Gathering Evidence to Support the Nerve Damage Claim
After an accident, it’s important to gather as many facts as possible to give your personal injury claim the best chance of success. This includes physical evidence, witness statements, documentation, and photographic or video imagery. It’s easy to forget details in the aftermath of an accident, so it’s important to safely record as much information as soon as possible.
If you’re unable to do this, ask a friend, relative, or colleague to gather information from the scene for you. Even basic details can be used to build a strong case and may help you remember something important later.
Physical evidence are tangible or visible items, including damaged clothing, tail lights, pavement, tire tracks, and skid marks, can establish fault and corroborate injuries. Record visible evidence digitally and keep tangible evidence intact. Photographic or video evidence is convincing if authenticated. Witness testimonies should be recorded, and their contact details noted.
Documenting Medical Records and Expenses
You should keep all documents related to the incident. These documents could include hospital bills, medical reports, and receipts for any expenses incurred because of the incident. Such documents can help to establish liability, link your injuries to the accident, and document the severity and extent of your injuries. They can also provide evidence to determine the monetary value of your claim.
Calculating Total Damages and Losses Accurately
When filing a claim, you can request compensation for both economic and non-economic damages. The economic damage category covers financial losses, while the non-economic category addresses non-tangible and non-financial injuries.

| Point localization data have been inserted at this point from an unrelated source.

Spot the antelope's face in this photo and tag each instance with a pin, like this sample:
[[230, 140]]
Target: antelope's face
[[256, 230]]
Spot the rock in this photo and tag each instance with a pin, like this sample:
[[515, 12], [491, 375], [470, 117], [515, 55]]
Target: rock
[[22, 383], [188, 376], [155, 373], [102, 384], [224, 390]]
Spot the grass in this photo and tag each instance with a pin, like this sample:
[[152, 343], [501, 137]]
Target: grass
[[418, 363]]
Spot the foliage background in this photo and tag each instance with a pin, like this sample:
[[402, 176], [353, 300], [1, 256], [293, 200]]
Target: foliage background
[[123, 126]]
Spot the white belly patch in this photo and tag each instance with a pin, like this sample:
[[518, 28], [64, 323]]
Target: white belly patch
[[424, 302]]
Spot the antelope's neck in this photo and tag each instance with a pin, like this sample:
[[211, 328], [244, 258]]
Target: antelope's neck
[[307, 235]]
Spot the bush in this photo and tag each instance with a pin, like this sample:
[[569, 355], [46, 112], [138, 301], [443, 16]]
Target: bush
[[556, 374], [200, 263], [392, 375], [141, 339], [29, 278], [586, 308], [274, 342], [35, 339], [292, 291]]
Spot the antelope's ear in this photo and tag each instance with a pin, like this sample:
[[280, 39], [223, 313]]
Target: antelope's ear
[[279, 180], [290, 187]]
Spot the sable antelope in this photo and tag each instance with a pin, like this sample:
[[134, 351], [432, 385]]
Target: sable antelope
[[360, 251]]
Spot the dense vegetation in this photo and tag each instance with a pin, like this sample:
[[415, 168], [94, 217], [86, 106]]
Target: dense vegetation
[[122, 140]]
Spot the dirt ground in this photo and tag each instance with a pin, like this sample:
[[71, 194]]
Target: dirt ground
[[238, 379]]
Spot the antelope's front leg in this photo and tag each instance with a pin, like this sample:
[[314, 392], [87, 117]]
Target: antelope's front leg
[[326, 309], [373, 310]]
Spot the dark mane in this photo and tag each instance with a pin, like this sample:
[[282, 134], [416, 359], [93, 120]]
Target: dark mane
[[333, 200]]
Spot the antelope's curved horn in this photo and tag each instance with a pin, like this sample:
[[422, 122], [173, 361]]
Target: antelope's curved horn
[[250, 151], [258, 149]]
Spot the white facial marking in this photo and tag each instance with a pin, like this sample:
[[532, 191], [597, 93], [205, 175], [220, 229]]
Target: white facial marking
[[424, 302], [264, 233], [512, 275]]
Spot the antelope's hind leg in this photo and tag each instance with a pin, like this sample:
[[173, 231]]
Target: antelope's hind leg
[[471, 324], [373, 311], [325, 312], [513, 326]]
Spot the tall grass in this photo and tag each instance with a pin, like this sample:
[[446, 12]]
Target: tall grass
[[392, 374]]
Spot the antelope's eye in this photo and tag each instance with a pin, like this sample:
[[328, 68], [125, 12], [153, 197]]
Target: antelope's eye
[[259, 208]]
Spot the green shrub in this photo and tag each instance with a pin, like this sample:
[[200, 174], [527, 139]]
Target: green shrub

In a nerve damage claim, there are a few types of economic compensatory damages that are the most common. These include medical bills (such as hospital visits, ambulance fees, doctor’s appointments, imaging and blood tests, physical therapy, prescription medications, medical devices, and other expenses), lost wages (for the amount of time taken off work to recover, often including benefits that would have been accrued during that time period), and lost earning capacity (if the injury caused a permanent disability that prevents a return to the same position or to a position of equal earning potential).
Calculating economic damages involves adding up medical expenses already incurred as well as earning lost and calculating future medical expenses and loss of income likely to be incurred based on your medical prognosis.
Non-economic damages, on the other hand, cannot be assessed by adding up bills. Non-economic losses are much less concrete. Most personal injury attorneys employ a formula (such as the multiplier method or daily rate method) that helps put a numerical value on these life-changing losses.
Non-economic damages in a personal injury case might include pain and suffering, loss of enjoyment of life, disfigurement, emotional anguish, permanent disability, damage to reputation, loss of consortium, and other emotional losses related to a loved one’s passing in a wrongful death case.
Hiring an Attorney
If you’re looking to get the maximum compensation for your claim, hiring a car accident lawyer is in your best interests. Gathering evidence and presenting it in the best possible way requires skill. An attorney will know what types of evidence are most relevant and how to collect and present it in a way that proves liability and shows the full extent of your damages.
Attorneys also have experience in calculating the value of your damages based on factors like permanently reduced earnings capacity and future medical expenses. They can put a number on non-economic damages, which can be difficult to do without prior knowledge of how to do so. Your attorney can help you calculate the full value of your damages.
An attorney will know how to communicate with insurers, giving you the best chance of a good settlement through evidence-based demands and negotiations with the insurance company if necessary. If the situation calls for it, an attorney can also take your case to court.